Kaspersky’s Global Research and Analysis Team (GReAT) started to publish quarterly summaries of its own private threat reports in Q2 2017, and intends to do so on an ongoing basis. Its latest report focuses on APT threats in Q3 of 2017.
Kaspersky Lab summarized its findings largely by geographic area.
Chinese-Speaking Actors
10 of 24 of Kaspersky’s reports related to activity among Chinese-speaking actors who are conducting espionage against a significant number of countries and industry verticals. The 10 reports are listed on Kaspersky’s website and a full copy of any specific report can be requested there.
It was noted that China showed particular interest in Russia’s policies and negotiations with other countries. Kaspersky noted three incidents in which Russia held talks with another country and both were targeted shortly afterwards. IronHusky, for instance, was a campaign discovered in July aimed at Russia and Mongolia. Shortly after talks were held between the two countries on modernizing Mongolian air defenses, both countries were made targets of a Poison Ivy variant by a Chinese-speaking threat actor.
Kaspersky noted the most interesting of these reports being “focused on two specific supply chain attacks; Netsarang/ShadowPad and CCleaner”. Netsarang is a server management software used worldwide. Kaspersky discovered the malware ShadowPad embedded within the installation packages on the Netsarang distribution site. ShadowPad was a previously unknown malware. It contained a remotely activated backdoor that the threat actor could trigger via a specific value in a DNS TXT record. Other security researchers suggested the threat actor was BARIUM. In September, another supply chain attack occurred involving CCleaner, a cleaner/optimization tool for PCs. The actors involved signed the malicious installation packages with a legitimate Piriform code signing certificate, allowing it to push the malware in August and September.
Russian-Speaking Actors
Kaspersky released four reports on Russian-speaking threat actors, two of which focused on ATM malware, another was a summary of Sofacy activity across the summer and the fourth, related to financial targeting in Russia and Ukraine.
The ATM malware reports related to two previously unknown types of malware: “Cutlet Maker” and “ATMProxy”, both allowing the users to dispense cash from a chosen cartridge embedded in the ATMs. ATMProxy is interesting in being a new way to steal from ATMs.
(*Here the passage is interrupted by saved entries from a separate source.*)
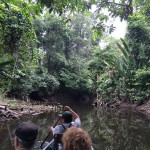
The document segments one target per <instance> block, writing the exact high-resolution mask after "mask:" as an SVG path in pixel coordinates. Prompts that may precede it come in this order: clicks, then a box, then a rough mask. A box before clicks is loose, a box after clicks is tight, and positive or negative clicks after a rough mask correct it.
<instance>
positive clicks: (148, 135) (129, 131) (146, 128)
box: [0, 102, 150, 150]
mask: <svg viewBox="0 0 150 150" xmlns="http://www.w3.org/2000/svg"><path fill="white" fill-rule="evenodd" d="M67 105H69V106H70V107H71V108H72V109H73V110H75V112H77V113H78V115H79V116H80V118H81V122H82V128H83V129H84V130H86V131H87V132H88V133H89V135H90V137H91V139H92V142H93V147H94V149H95V150H149V149H150V122H149V120H147V119H146V118H144V116H142V115H141V114H137V113H133V112H119V111H116V110H106V109H98V110H97V109H95V108H94V107H93V106H91V105H85V104H81V103H79V102H70V103H67ZM57 119H58V112H50V113H43V114H40V115H36V116H28V115H24V116H22V117H21V118H20V120H12V121H10V122H8V123H0V150H14V147H13V134H12V133H13V130H14V129H15V127H16V126H17V125H18V124H19V123H21V122H23V121H29V120H30V121H32V122H34V123H35V124H37V125H38V126H39V134H38V138H37V140H38V141H42V140H44V139H45V137H46V136H47V134H48V131H49V130H48V129H49V128H50V126H53V125H54V123H55V122H56V121H57ZM51 138H52V137H51V136H50V137H49V139H48V140H50V139H51Z"/></svg>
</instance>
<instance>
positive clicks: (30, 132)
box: [14, 122, 38, 150]
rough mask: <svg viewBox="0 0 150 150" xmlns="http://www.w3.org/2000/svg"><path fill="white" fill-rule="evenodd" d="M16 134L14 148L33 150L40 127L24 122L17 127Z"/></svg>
mask: <svg viewBox="0 0 150 150" xmlns="http://www.w3.org/2000/svg"><path fill="white" fill-rule="evenodd" d="M14 134H15V138H14V146H15V149H16V150H22V149H23V150H31V149H32V147H33V145H34V143H35V140H36V137H37V134H38V127H37V125H35V124H34V123H31V122H23V123H22V124H20V125H19V126H17V127H16V129H15V130H14Z"/></svg>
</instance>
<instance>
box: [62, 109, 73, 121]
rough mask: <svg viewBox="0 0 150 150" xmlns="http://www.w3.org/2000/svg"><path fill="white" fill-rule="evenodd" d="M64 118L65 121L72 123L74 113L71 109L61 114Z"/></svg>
mask: <svg viewBox="0 0 150 150" xmlns="http://www.w3.org/2000/svg"><path fill="white" fill-rule="evenodd" d="M61 118H62V120H64V123H71V122H72V114H71V112H70V111H65V112H64V113H63V114H62V115H61Z"/></svg>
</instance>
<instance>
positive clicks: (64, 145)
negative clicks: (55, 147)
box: [62, 127, 92, 150]
mask: <svg viewBox="0 0 150 150" xmlns="http://www.w3.org/2000/svg"><path fill="white" fill-rule="evenodd" d="M62 142H63V149H64V150H91V146H92V141H91V139H90V137H89V135H88V133H87V132H86V131H84V130H83V129H81V128H77V127H71V128H68V129H67V131H66V132H65V133H64V134H63V137H62Z"/></svg>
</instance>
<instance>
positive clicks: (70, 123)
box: [62, 123, 72, 131]
mask: <svg viewBox="0 0 150 150" xmlns="http://www.w3.org/2000/svg"><path fill="white" fill-rule="evenodd" d="M71 126H72V123H70V124H69V126H68V127H67V128H70V127H71ZM62 127H63V128H64V131H65V130H66V129H67V128H66V127H65V126H64V125H63V124H62Z"/></svg>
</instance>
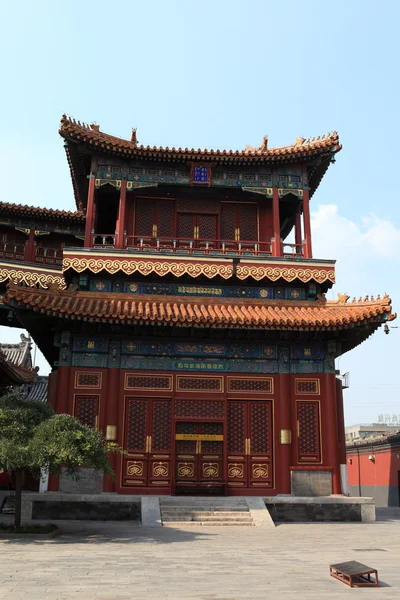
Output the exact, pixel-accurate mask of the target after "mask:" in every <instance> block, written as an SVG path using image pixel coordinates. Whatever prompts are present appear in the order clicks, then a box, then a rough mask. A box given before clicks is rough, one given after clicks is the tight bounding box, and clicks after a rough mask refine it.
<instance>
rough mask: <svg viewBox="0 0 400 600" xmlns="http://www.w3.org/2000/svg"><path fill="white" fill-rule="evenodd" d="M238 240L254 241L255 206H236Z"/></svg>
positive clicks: (245, 204) (238, 205)
mask: <svg viewBox="0 0 400 600" xmlns="http://www.w3.org/2000/svg"><path fill="white" fill-rule="evenodd" d="M238 207H239V215H240V216H239V222H240V239H242V240H256V239H258V236H257V206H256V205H255V204H238Z"/></svg>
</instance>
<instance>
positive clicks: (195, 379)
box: [177, 376, 223, 393]
mask: <svg viewBox="0 0 400 600" xmlns="http://www.w3.org/2000/svg"><path fill="white" fill-rule="evenodd" d="M177 391H178V392H203V391H204V392H214V393H215V392H222V391H223V385H222V377H180V376H178V377H177Z"/></svg>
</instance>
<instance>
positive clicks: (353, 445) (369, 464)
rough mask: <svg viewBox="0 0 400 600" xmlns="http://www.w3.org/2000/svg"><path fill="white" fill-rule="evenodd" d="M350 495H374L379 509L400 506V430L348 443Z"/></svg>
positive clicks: (348, 466)
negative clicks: (382, 434)
mask: <svg viewBox="0 0 400 600" xmlns="http://www.w3.org/2000/svg"><path fill="white" fill-rule="evenodd" d="M346 454H347V469H348V483H349V492H350V495H351V496H372V497H373V498H374V499H375V504H376V506H400V431H397V432H396V433H394V434H392V435H382V436H379V437H373V438H367V439H361V440H358V441H355V442H349V443H348V444H347V447H346Z"/></svg>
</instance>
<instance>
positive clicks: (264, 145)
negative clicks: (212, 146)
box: [59, 115, 342, 162]
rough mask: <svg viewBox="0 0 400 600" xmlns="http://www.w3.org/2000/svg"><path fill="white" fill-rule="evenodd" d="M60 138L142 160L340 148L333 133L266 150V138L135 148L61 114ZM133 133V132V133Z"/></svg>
mask: <svg viewBox="0 0 400 600" xmlns="http://www.w3.org/2000/svg"><path fill="white" fill-rule="evenodd" d="M59 133H60V135H61V136H62V137H63V138H65V139H72V140H75V141H78V142H81V143H85V144H90V145H91V146H93V147H95V148H97V149H98V150H103V151H104V150H106V151H108V152H114V153H118V154H122V155H124V156H126V157H127V158H128V157H130V156H143V157H146V156H147V157H154V156H155V157H157V156H159V157H161V156H164V155H168V156H171V155H174V158H175V159H176V160H178V159H179V158H185V159H192V160H195V159H201V160H208V159H212V160H215V159H219V158H221V159H223V158H230V159H244V160H246V161H247V160H250V159H255V160H257V159H258V160H262V161H263V162H265V161H273V162H275V161H277V160H279V161H280V160H285V159H287V158H291V159H292V158H293V157H295V158H296V157H299V158H301V157H303V156H307V155H314V154H321V153H326V152H331V153H336V152H339V150H341V148H342V146H341V145H340V143H339V136H338V134H337V132H336V131H334V132H333V133H329V134H328V135H323V136H318V137H317V138H310V139H307V140H306V139H305V138H296V140H295V143H294V144H292V145H290V146H283V147H280V148H268V147H267V143H266V138H264V140H263V143H262V144H261V146H260V147H258V148H253V147H250V146H247V147H246V148H245V149H244V150H207V149H204V150H202V149H200V148H198V149H195V148H174V147H172V148H169V147H168V146H167V147H161V146H143V145H141V146H138V145H137V142H136V135H132V140H130V141H129V140H124V139H122V138H118V137H115V136H113V135H109V134H107V133H103V132H102V131H100V127H99V126H98V125H87V124H85V123H81V122H80V121H75V119H72V118H71V117H67V116H66V115H63V117H62V119H61V124H60V130H59ZM135 133H136V132H135Z"/></svg>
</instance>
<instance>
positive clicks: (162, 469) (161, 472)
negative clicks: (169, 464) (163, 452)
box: [153, 462, 168, 477]
mask: <svg viewBox="0 0 400 600" xmlns="http://www.w3.org/2000/svg"><path fill="white" fill-rule="evenodd" d="M153 477H168V463H167V462H157V463H153Z"/></svg>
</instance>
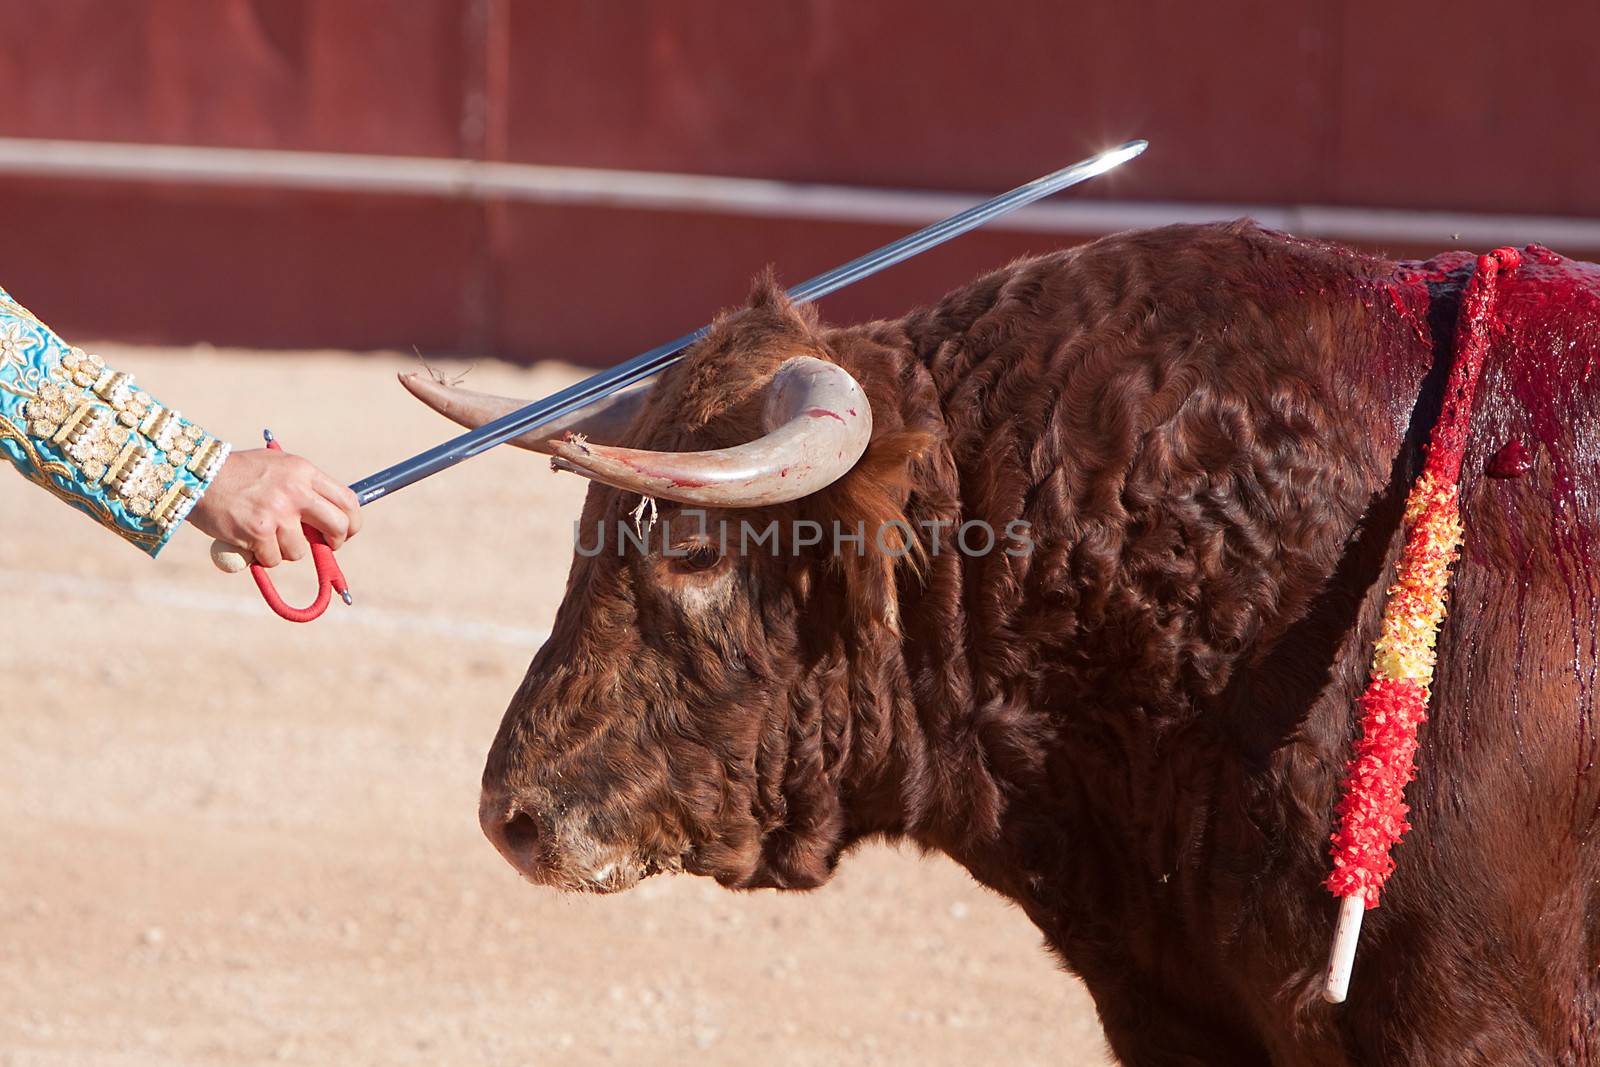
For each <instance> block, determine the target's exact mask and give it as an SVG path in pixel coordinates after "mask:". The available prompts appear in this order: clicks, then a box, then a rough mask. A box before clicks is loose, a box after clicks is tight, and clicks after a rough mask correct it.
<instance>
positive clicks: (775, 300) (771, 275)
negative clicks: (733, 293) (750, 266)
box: [744, 264, 794, 312]
mask: <svg viewBox="0 0 1600 1067" xmlns="http://www.w3.org/2000/svg"><path fill="white" fill-rule="evenodd" d="M744 306H746V307H749V309H750V310H752V312H786V310H789V309H792V307H794V302H790V299H789V294H787V293H784V286H781V285H779V283H778V269H776V267H773V264H766V266H765V267H763V269H762V272H760V274H757V275H755V278H754V280H752V282H750V296H749V298H746V301H744Z"/></svg>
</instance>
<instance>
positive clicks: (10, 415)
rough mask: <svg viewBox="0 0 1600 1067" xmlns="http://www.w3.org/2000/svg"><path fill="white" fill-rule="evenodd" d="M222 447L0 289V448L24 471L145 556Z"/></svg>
mask: <svg viewBox="0 0 1600 1067" xmlns="http://www.w3.org/2000/svg"><path fill="white" fill-rule="evenodd" d="M227 451H229V446H227V445H226V443H224V442H219V440H216V438H214V437H211V435H210V434H206V432H205V430H202V429H200V427H198V426H195V424H194V422H190V421H187V419H184V418H182V416H181V414H179V413H178V411H173V410H171V408H165V406H162V405H160V403H158V402H157V400H155V398H154V397H150V395H149V394H146V392H142V390H139V389H136V387H134V384H133V378H131V376H130V374H123V373H122V371H117V370H114V368H110V366H106V362H104V360H102V358H101V357H98V355H90V354H88V352H85V350H83V349H77V347H72V346H69V344H66V342H64V341H62V339H61V338H59V336H56V333H54V331H53V330H50V326H46V325H45V323H42V322H40V320H38V318H37V317H35V315H34V314H32V312H29V310H27V309H26V307H22V306H21V304H18V302H16V301H14V299H13V298H11V296H10V294H8V293H6V291H5V290H0V454H3V456H5V458H6V459H10V461H11V464H13V466H14V467H16V469H18V470H19V472H21V474H22V477H24V478H27V480H29V482H34V483H35V485H38V486H43V488H45V490H48V491H50V493H53V494H56V496H58V498H61V499H62V501H66V502H67V504H70V506H72V507H75V509H78V510H80V512H83V514H85V515H88V517H90V518H93V520H94V522H98V523H99V525H102V526H106V528H109V530H112V531H115V533H117V534H118V536H122V537H123V539H125V541H128V542H130V544H134V545H138V547H139V549H142V550H144V552H147V553H149V555H152V557H154V555H157V553H158V552H160V550H162V549H163V547H165V545H166V541H168V539H170V537H171V536H173V531H174V530H178V526H179V523H182V520H184V518H186V517H187V515H189V510H190V509H192V507H194V506H195V501H198V499H200V494H202V493H205V490H206V486H208V485H210V483H211V478H214V477H216V472H218V470H221V467H222V462H224V461H226V459H227Z"/></svg>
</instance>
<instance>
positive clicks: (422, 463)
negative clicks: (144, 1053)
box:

The malware sits dormant on the ATM until a card, which has a unique hard coded number, is inserted, at which point the ATM will more cash than what was asked for.
The report summarizing Sofacy’s summertime activity showed that the group remained active with their favored payloads: SPLM, GAMEFISH and XTUNNEL. Targeting remained focused on European defense entities, Turkey, and former republics.
The final report looked at a new technique targeting financial organizations in Russia and the Ukraine with Buhtrap. Buthrap has been in existence since 2014 at least, but these attacks leverage search engine optimization (SEO) to boost malicious watering hole sites to the top of search results, allowing for more opportunity for targets to visit the malicious sites.
Korean-Speaking Actors
Kaspersky wrote two reports on Korean-speaking threat actors, specifically related to Bluenoroff and Scarcruft. Bluenoroff hit a Costa Rican casino using Manuscrypt. It had previously gained access to the same casino six months ago, indicating they likely lost access and were trying to regain a foothold. The other report looked at how Scarcruft was targeting high profile, political entities in South Korea employing malware used for espionage and destructive malware.
English-Speaking Actors
Kaspersky’s single report on English-speaking actors focused on “yet another member of the Lamberts family”. Its investigations of Red Lambert (a new actor to Kaspersky) allowed the researchers to uncover a potential operational security (OPSEC) failure on the actor’s part, which has led GReAT to a particular company who they believe may be behind the development of the Lambert malware.
Other Activity
Kaspersky ‘s final seven reports focused on a range of “uncategorized” actors across Q3. These range from The Silence – a new Trojan attacking financial organizations to one on the Crystal Finance Millenium website employed to launch a wave of attacks in Ukraine.
Takeaways: Q3 2017 APT Threats
Kaspersky noted in particular the alarming growth in supply chain attacks.
“Since Q2, there have been at least five incidents where actors have targeted the supply chain to accomplish their goals instead of going directly after the end target; MeDoc, Netsarang, CCleaner, Crystal Finance, and Elmedia. While these incidents were not the result of just one group, it does show how the attention of many of the actors out there may be shifting in a direction that could be much more dangerous.“
Compromising the supply chain opens up access to a much wider range of targets than available via traditional means such as spear phishing.